Me lleva cierto tiempo pensar una palabra o dos, algo que solo Bran y yo sepamos… ¿sobre Tuck, sobre los demás?… Entonces se me ocurre.

—Odo, mi querido escriba, al final del mensaje añade esto: «El espantapájaros fue rozado dos veces aquel día, una por error, y otra por maestría. El error fue de Will, la maestría de Bran. Pero Will se llevó el premio. Bran sabe que esto es verdad».

Odo me contempla, lleno de curiosidad.

—Escríbelo —le digo.

Moja la pluma y desliza lentamente su trazo sobre el pedazo de pergamino, ya cubierto con su tupida escritura.

—¿Qué significa?

—Es algo que solo sabemos Bran y yo, eso es todo.

—Muy bien —dice Odo. Se inclina para finalizar su tarea y al cabo alza la cabeza—. Está hecho.

—Bien. Ahora guárdalo bajo tus hábitos, clérigo, y mámenlo bien escondido.

—Es mi cabeza la que está en juego si fallamos —dice, y frunce el ceño—. Pero ¿cómo voy a encontrar a Rhi Bran?

Sonrío al oírle usar ese nombre.

—Es más probable que él te encuentre a ti, espero. Todo lo que tienes que hacer es ir al Camino del Rey, y si haces lo que te voy a decir, pronto dará contigo. —Empiezo a contarle cómo atraer la atención de la grellon, pero en su cara aparece un mohín y me detengo—. ¿Y ahora qué?

—Estoy vigilado día y noche —señala—. No puedo pasarme el tiempo vagando por el bosque. El abad se daría cuenta en cuanto me alejara de la ciudad.

Tiene razón.

—Bueno, pues… —lo miro y súbitamente se me ocurre—. Entonces buscaremos a alguien en la ciudad, un galés. A pesar de todo, aún tienen que seguir yendo al mercado.

—A veces —admite Odo—. ¿Confiarías en un galés? ¿Alguien de Elfael?

—Lo haría y lo hago —le respondo—. Y aún más si el tipo sabe que es para servir al Rey Cuervo.

—Mañana es día de mercado —anuncia Odo—, y ahora que ya no hay nieve, es más probable que vengan mercaderes de Hereford y más allá. Eso siempre parece atraer a más gente a la ciudad. No se quedan mucho, pero si soy capaz de estar atento, podría confiar el mensaje a alguien que pudiera llevarlo.
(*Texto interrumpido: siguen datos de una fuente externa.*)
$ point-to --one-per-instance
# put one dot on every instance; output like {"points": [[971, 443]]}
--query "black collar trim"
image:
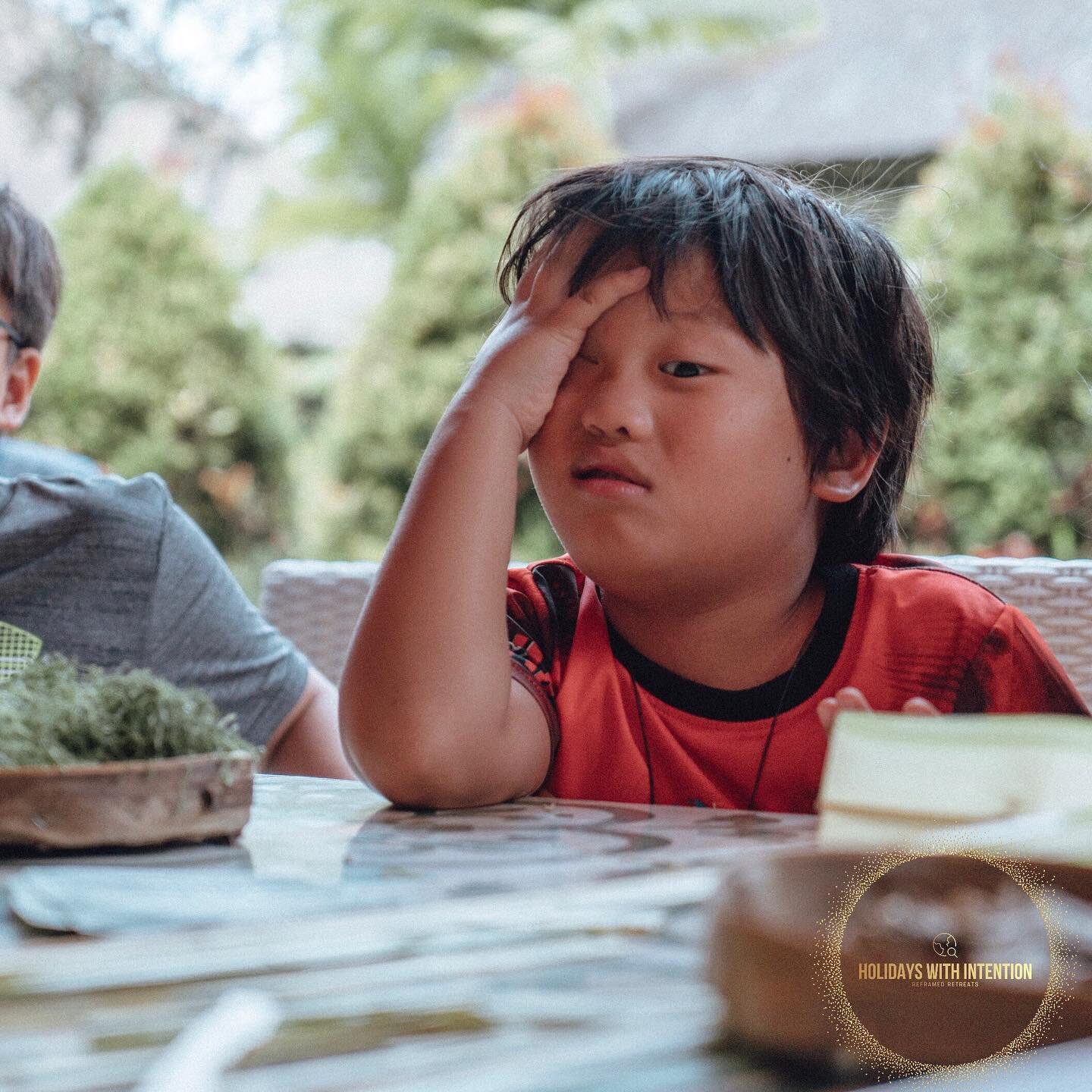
{"points": [[768, 699]]}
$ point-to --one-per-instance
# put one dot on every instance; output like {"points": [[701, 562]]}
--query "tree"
{"points": [[148, 370], [1002, 225], [442, 303], [389, 74]]}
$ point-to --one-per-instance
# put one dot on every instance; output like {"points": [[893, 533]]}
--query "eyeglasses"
{"points": [[14, 334]]}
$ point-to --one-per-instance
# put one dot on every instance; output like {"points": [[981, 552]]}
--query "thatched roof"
{"points": [[873, 80]]}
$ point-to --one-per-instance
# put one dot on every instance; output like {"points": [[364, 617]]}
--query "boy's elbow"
{"points": [[407, 766]]}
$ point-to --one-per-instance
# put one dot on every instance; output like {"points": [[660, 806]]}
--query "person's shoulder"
{"points": [[19, 457], [550, 595], [557, 573], [143, 499], [920, 585]]}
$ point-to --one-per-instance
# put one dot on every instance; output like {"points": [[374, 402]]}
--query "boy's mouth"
{"points": [[608, 472]]}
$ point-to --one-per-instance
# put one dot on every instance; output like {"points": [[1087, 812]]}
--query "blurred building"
{"points": [[865, 91]]}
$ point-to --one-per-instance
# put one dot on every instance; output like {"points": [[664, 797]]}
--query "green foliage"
{"points": [[148, 370], [58, 712], [442, 303], [1003, 228], [390, 74]]}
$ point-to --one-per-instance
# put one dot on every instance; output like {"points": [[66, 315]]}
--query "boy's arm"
{"points": [[306, 742], [429, 714]]}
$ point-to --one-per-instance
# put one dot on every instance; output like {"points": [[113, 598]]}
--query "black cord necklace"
{"points": [[769, 734]]}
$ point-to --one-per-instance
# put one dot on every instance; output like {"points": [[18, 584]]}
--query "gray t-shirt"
{"points": [[113, 573]]}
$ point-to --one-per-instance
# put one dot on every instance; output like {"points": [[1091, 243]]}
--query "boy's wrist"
{"points": [[475, 409]]}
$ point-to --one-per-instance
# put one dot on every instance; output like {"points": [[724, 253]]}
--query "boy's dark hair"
{"points": [[30, 270], [824, 290]]}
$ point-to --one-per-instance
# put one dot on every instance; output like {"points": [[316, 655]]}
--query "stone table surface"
{"points": [[540, 945]]}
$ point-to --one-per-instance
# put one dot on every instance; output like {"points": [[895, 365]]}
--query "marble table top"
{"points": [[540, 945]]}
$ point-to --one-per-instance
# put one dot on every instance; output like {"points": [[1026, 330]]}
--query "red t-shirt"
{"points": [[896, 629]]}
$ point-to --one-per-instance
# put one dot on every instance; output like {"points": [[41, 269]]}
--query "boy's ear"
{"points": [[848, 469], [17, 384]]}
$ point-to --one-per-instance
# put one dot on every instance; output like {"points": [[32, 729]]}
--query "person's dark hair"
{"points": [[30, 270], [824, 290]]}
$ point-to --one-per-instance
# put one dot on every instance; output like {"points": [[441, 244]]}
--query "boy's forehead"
{"points": [[692, 292]]}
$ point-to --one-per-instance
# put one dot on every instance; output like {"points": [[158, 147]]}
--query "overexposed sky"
{"points": [[206, 41]]}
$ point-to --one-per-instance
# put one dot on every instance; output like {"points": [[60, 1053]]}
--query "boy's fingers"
{"points": [[578, 312], [922, 707], [850, 697]]}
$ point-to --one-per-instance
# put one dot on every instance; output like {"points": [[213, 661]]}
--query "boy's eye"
{"points": [[684, 369]]}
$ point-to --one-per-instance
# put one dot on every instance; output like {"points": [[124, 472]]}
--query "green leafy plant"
{"points": [[1002, 228], [431, 55], [149, 370], [57, 712], [442, 303]]}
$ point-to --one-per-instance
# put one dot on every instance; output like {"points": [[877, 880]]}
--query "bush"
{"points": [[148, 370], [1003, 228], [441, 305]]}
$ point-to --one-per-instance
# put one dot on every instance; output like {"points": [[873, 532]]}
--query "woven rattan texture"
{"points": [[317, 604]]}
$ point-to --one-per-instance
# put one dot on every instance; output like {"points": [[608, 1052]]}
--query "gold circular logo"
{"points": [[942, 960]]}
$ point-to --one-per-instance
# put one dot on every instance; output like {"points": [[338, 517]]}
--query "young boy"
{"points": [[720, 379], [111, 573]]}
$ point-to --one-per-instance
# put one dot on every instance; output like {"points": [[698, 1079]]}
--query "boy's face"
{"points": [[698, 422]]}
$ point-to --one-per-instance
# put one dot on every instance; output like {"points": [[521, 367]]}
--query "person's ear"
{"points": [[848, 469], [19, 380]]}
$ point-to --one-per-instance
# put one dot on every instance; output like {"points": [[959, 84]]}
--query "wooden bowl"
{"points": [[764, 959], [189, 799]]}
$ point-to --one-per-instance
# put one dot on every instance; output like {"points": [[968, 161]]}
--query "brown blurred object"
{"points": [[189, 799], [764, 959]]}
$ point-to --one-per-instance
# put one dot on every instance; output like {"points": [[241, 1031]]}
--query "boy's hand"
{"points": [[524, 359], [851, 698]]}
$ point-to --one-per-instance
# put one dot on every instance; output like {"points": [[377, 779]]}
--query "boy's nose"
{"points": [[616, 410]]}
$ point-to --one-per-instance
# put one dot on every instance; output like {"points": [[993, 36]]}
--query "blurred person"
{"points": [[25, 317], [113, 573], [720, 380]]}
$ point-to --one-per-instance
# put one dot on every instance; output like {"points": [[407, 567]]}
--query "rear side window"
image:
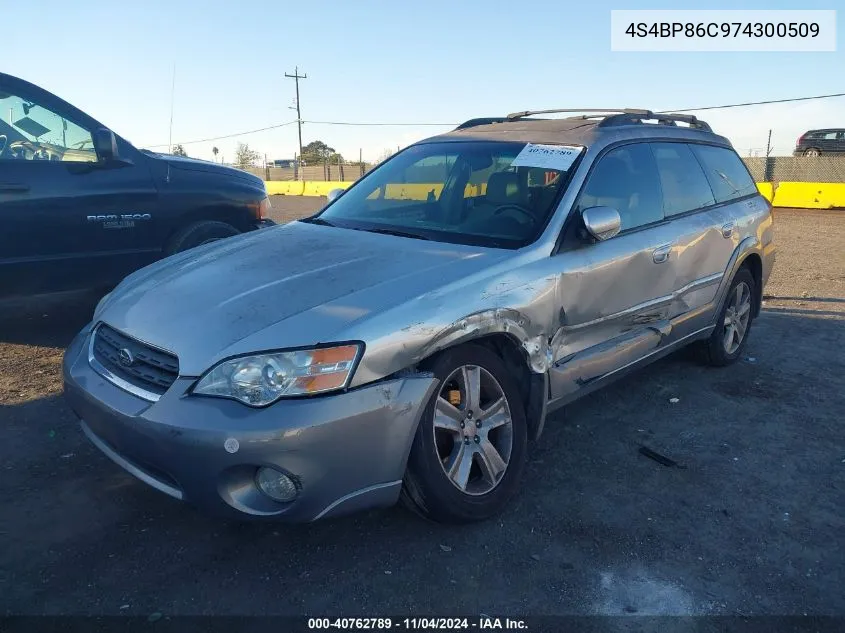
{"points": [[726, 172], [626, 179], [685, 188]]}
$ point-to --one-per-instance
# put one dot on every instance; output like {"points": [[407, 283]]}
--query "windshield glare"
{"points": [[458, 192]]}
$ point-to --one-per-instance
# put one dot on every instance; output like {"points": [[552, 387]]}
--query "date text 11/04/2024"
{"points": [[482, 623]]}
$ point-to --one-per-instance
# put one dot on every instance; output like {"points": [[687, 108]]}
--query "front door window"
{"points": [[31, 132]]}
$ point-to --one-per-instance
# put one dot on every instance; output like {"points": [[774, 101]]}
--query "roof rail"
{"points": [[481, 121], [626, 116], [662, 118], [485, 121], [513, 116]]}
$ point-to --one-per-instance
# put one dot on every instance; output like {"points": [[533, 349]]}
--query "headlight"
{"points": [[260, 379], [101, 303]]}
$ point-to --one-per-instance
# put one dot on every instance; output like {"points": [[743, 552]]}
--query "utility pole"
{"points": [[172, 96], [296, 77]]}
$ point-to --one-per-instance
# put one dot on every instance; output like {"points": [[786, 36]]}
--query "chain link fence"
{"points": [[771, 169], [320, 173], [797, 168]]}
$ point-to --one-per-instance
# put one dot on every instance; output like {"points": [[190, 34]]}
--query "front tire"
{"points": [[733, 324], [471, 444]]}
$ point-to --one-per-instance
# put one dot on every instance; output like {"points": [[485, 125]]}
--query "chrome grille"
{"points": [[142, 366]]}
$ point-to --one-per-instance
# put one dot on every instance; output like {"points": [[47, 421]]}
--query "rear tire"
{"points": [[472, 445], [733, 325], [198, 234]]}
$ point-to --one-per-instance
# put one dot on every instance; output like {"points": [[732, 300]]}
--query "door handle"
{"points": [[660, 254], [13, 187]]}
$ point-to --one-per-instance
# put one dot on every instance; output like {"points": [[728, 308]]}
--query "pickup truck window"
{"points": [[28, 131]]}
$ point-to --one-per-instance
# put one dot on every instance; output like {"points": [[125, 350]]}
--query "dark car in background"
{"points": [[81, 207], [818, 142]]}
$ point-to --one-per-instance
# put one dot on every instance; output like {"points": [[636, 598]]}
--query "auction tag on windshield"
{"points": [[558, 157]]}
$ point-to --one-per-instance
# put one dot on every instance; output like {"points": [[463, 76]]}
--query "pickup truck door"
{"points": [[68, 219]]}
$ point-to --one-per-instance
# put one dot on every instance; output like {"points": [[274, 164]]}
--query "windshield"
{"points": [[484, 193]]}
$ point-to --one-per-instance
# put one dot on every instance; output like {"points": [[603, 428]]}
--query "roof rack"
{"points": [[626, 116], [513, 116]]}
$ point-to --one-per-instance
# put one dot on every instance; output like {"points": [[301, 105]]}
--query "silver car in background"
{"points": [[411, 338]]}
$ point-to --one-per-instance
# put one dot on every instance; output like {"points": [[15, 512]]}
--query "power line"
{"points": [[740, 105], [218, 138], [362, 123]]}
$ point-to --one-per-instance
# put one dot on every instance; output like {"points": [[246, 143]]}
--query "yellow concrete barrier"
{"points": [[803, 195], [766, 190], [284, 187], [320, 188], [810, 195]]}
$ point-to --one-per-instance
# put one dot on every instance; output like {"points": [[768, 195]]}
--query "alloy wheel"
{"points": [[737, 317], [473, 430]]}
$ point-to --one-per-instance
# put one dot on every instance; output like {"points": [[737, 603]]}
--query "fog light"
{"points": [[275, 485]]}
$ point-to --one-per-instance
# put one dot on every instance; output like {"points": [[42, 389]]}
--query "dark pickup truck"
{"points": [[81, 207]]}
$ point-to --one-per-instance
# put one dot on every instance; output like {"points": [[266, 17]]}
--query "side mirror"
{"points": [[602, 222], [334, 194], [105, 144]]}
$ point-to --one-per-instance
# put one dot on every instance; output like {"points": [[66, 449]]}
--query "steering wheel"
{"points": [[516, 207]]}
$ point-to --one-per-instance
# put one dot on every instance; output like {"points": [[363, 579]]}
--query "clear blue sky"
{"points": [[414, 61]]}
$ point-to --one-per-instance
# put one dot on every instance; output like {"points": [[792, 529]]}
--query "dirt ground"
{"points": [[751, 524]]}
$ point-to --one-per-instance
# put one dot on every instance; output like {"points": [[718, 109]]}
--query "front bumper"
{"points": [[346, 452]]}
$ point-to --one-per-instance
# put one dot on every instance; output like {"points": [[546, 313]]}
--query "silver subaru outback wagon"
{"points": [[410, 340]]}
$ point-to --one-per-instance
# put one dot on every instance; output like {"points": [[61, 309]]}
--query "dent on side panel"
{"points": [[519, 304]]}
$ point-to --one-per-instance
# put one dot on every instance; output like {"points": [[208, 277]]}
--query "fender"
{"points": [[745, 248], [531, 338]]}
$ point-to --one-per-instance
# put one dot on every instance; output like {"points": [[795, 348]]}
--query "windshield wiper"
{"points": [[397, 233], [319, 221]]}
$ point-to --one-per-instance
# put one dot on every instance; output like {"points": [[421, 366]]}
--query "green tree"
{"points": [[245, 157], [317, 152]]}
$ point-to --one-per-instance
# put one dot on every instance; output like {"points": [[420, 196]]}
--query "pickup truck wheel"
{"points": [[733, 324], [470, 447], [199, 234]]}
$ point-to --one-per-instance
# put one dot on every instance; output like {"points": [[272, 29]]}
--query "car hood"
{"points": [[294, 285]]}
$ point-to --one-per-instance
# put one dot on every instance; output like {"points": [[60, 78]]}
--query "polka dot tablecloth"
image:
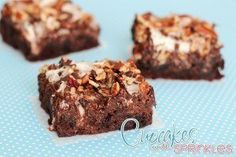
{"points": [[210, 107]]}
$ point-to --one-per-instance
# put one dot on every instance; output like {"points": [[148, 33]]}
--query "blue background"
{"points": [[208, 106]]}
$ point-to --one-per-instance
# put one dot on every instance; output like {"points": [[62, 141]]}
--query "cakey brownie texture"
{"points": [[44, 29], [178, 47], [90, 98]]}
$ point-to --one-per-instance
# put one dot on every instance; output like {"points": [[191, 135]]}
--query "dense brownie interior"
{"points": [[177, 46], [46, 29], [90, 98]]}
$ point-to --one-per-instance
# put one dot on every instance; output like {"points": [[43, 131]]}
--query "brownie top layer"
{"points": [[40, 19], [105, 78], [177, 33]]}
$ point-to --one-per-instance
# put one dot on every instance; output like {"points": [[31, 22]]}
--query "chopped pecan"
{"points": [[115, 89], [96, 85]]}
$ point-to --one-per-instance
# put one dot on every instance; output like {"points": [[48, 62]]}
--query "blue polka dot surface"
{"points": [[205, 111]]}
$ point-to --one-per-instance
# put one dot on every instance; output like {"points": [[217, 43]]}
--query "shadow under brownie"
{"points": [[47, 29], [90, 98], [177, 47]]}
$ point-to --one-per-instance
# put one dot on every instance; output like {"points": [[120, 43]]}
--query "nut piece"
{"points": [[115, 89], [101, 75], [144, 87], [93, 83]]}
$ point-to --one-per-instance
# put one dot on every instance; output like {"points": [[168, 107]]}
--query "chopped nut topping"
{"points": [[54, 16], [115, 89], [93, 83], [176, 33], [104, 76]]}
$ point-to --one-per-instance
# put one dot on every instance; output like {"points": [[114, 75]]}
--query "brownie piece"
{"points": [[176, 47], [91, 98], [45, 29]]}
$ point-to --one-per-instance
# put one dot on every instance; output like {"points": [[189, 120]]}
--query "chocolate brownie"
{"points": [[177, 47], [45, 29], [91, 98]]}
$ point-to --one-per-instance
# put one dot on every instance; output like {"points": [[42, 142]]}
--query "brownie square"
{"points": [[45, 29], [176, 47], [91, 98]]}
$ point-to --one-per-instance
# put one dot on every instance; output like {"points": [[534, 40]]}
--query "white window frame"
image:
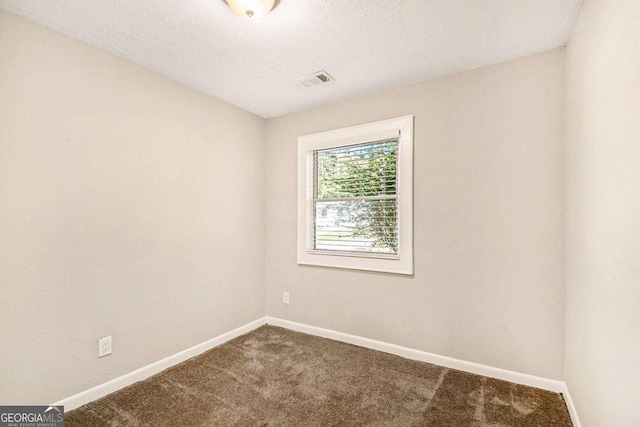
{"points": [[400, 263]]}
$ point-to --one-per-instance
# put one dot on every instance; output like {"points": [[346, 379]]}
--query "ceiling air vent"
{"points": [[314, 79]]}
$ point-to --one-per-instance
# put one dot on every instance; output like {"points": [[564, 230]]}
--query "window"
{"points": [[355, 204]]}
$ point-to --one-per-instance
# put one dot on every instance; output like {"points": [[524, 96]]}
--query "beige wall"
{"points": [[489, 224], [603, 214], [129, 206]]}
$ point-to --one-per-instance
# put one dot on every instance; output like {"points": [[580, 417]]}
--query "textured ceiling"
{"points": [[366, 45]]}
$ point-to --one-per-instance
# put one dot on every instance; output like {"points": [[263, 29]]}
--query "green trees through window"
{"points": [[355, 198]]}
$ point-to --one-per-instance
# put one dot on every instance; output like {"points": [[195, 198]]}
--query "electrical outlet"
{"points": [[104, 346]]}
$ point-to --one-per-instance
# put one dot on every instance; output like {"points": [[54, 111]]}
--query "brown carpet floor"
{"points": [[276, 377]]}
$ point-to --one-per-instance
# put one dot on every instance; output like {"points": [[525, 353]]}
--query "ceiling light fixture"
{"points": [[251, 8]]}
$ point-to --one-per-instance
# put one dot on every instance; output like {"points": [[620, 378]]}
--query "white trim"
{"points": [[125, 380], [116, 384], [423, 356], [402, 263], [571, 407]]}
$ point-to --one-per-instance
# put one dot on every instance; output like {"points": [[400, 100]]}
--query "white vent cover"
{"points": [[314, 79]]}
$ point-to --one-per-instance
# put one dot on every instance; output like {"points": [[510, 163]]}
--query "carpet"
{"points": [[277, 377]]}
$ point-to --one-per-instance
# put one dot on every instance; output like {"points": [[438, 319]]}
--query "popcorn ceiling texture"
{"points": [[366, 46]]}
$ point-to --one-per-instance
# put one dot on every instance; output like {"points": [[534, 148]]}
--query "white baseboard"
{"points": [[423, 356], [571, 407], [116, 384]]}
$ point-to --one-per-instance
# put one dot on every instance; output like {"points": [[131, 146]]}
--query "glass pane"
{"points": [[357, 226], [357, 170]]}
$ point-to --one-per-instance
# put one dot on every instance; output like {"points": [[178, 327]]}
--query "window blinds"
{"points": [[355, 198]]}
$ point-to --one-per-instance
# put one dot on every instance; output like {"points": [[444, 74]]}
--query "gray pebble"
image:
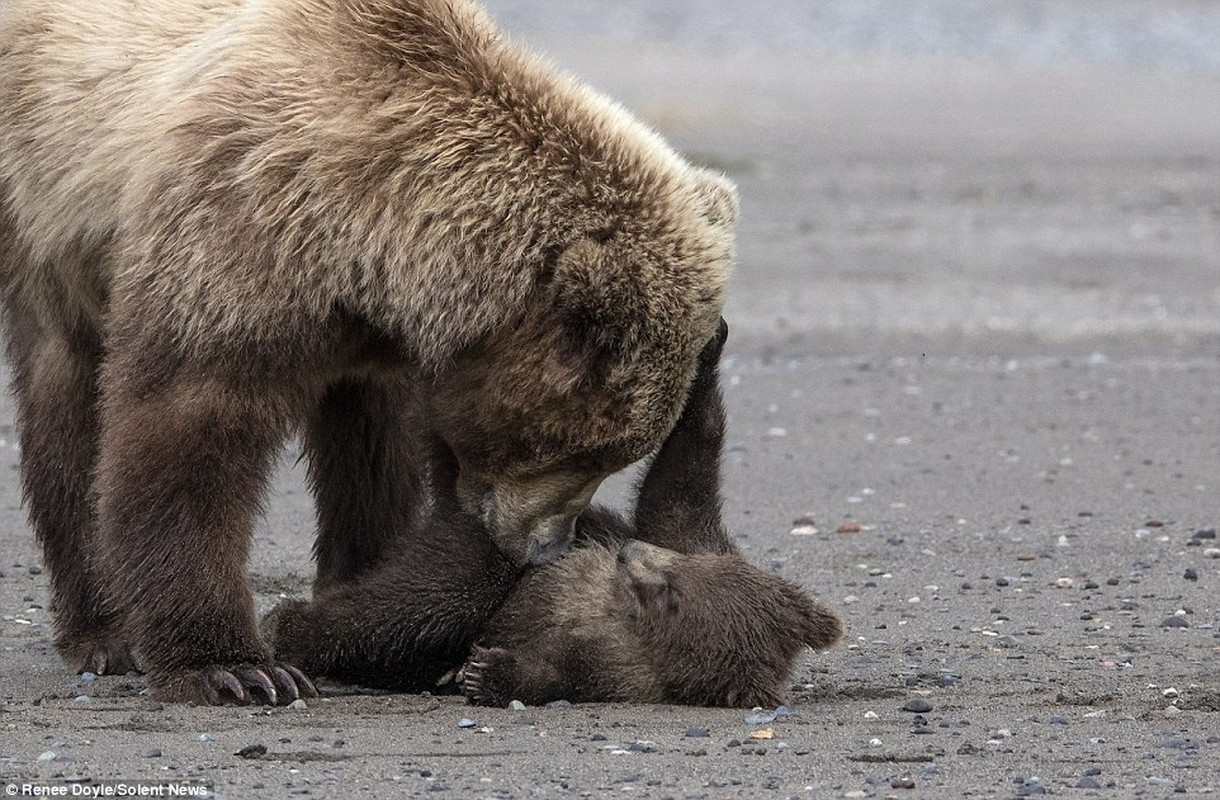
{"points": [[760, 717], [1180, 743], [251, 751]]}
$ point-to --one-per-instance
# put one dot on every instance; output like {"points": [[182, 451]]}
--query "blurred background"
{"points": [[948, 175]]}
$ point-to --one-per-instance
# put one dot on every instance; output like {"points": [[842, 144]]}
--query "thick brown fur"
{"points": [[222, 221], [661, 610]]}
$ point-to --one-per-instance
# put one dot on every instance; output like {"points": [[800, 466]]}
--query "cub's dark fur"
{"points": [[225, 222], [663, 609]]}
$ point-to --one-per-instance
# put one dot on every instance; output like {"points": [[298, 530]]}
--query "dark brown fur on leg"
{"points": [[678, 499], [179, 476], [409, 621], [360, 467], [55, 362]]}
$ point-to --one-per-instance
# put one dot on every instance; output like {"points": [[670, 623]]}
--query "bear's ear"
{"points": [[717, 196]]}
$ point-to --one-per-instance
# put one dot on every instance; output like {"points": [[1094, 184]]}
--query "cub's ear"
{"points": [[717, 195]]}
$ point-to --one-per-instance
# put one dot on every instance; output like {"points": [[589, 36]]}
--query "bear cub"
{"points": [[661, 609]]}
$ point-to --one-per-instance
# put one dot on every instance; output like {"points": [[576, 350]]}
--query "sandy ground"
{"points": [[975, 351]]}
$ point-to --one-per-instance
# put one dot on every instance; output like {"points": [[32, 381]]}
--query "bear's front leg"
{"points": [[182, 465]]}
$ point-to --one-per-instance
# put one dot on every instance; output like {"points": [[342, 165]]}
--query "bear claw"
{"points": [[476, 677], [242, 684]]}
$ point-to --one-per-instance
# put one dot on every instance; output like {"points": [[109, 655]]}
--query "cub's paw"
{"points": [[488, 677], [240, 684], [100, 653]]}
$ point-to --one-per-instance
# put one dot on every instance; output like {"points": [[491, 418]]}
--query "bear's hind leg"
{"points": [[364, 475], [678, 503], [182, 465], [55, 387]]}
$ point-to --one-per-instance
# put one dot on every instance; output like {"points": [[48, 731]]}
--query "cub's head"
{"points": [[720, 631], [592, 375]]}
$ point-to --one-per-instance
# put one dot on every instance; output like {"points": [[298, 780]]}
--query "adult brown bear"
{"points": [[223, 221], [661, 609]]}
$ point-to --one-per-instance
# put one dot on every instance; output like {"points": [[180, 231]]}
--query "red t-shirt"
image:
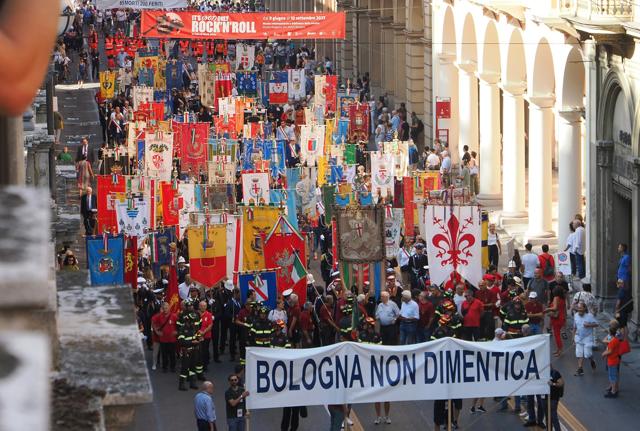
{"points": [[427, 311], [167, 330], [613, 346], [534, 307], [207, 319], [472, 312]]}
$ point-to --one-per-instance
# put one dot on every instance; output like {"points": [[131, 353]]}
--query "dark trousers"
{"points": [[494, 256], [168, 355], [290, 419], [389, 335], [204, 352]]}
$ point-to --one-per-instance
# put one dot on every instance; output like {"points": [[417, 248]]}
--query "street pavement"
{"points": [[583, 406]]}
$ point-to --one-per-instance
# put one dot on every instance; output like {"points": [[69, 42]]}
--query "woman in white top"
{"points": [[493, 243], [278, 313]]}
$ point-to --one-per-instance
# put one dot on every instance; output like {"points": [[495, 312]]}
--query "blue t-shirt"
{"points": [[624, 268]]}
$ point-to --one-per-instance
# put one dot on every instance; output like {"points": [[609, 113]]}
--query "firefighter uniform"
{"points": [[189, 337]]}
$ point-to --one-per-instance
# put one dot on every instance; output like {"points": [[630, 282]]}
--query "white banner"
{"points": [[382, 169], [364, 373], [140, 4], [311, 144], [255, 188], [453, 236]]}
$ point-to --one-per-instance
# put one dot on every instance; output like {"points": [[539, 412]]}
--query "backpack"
{"points": [[548, 270]]}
Virgen Santísima, ampáranos, pues hay más cosas malas que buenas en este plan. Pero finalmente nos enfrentamos cara a cara con el crudo hecho de que no lo podemos hacer mejor. Accedo con cierto recelo, y le digo a Odo que es un buen hombre por haber pensado en ello. Esta pequeña alabanza parece armarlo de valor, y esconde el pergamino bajo su hábito y se levanta para marcharse.

—Me gustaría rezar antes de irme, Will —dice.

—Otra buena idea —afirmo—. Recemos.

Odo inclina la cabeza y une sus manos, y de pie, en medio de la celda, empieza a orar. Reza en latín, como todos los clérigos, y yo solo puedo seguirlo en parte. Su suave voz llena toda la celda como si fuera una ligera lluvia, y aunque solo sea por un momento, siento una presencia cálida y una dulce paz desciende sobre mí. Por primera vez en mucho tiempo, estoy contento.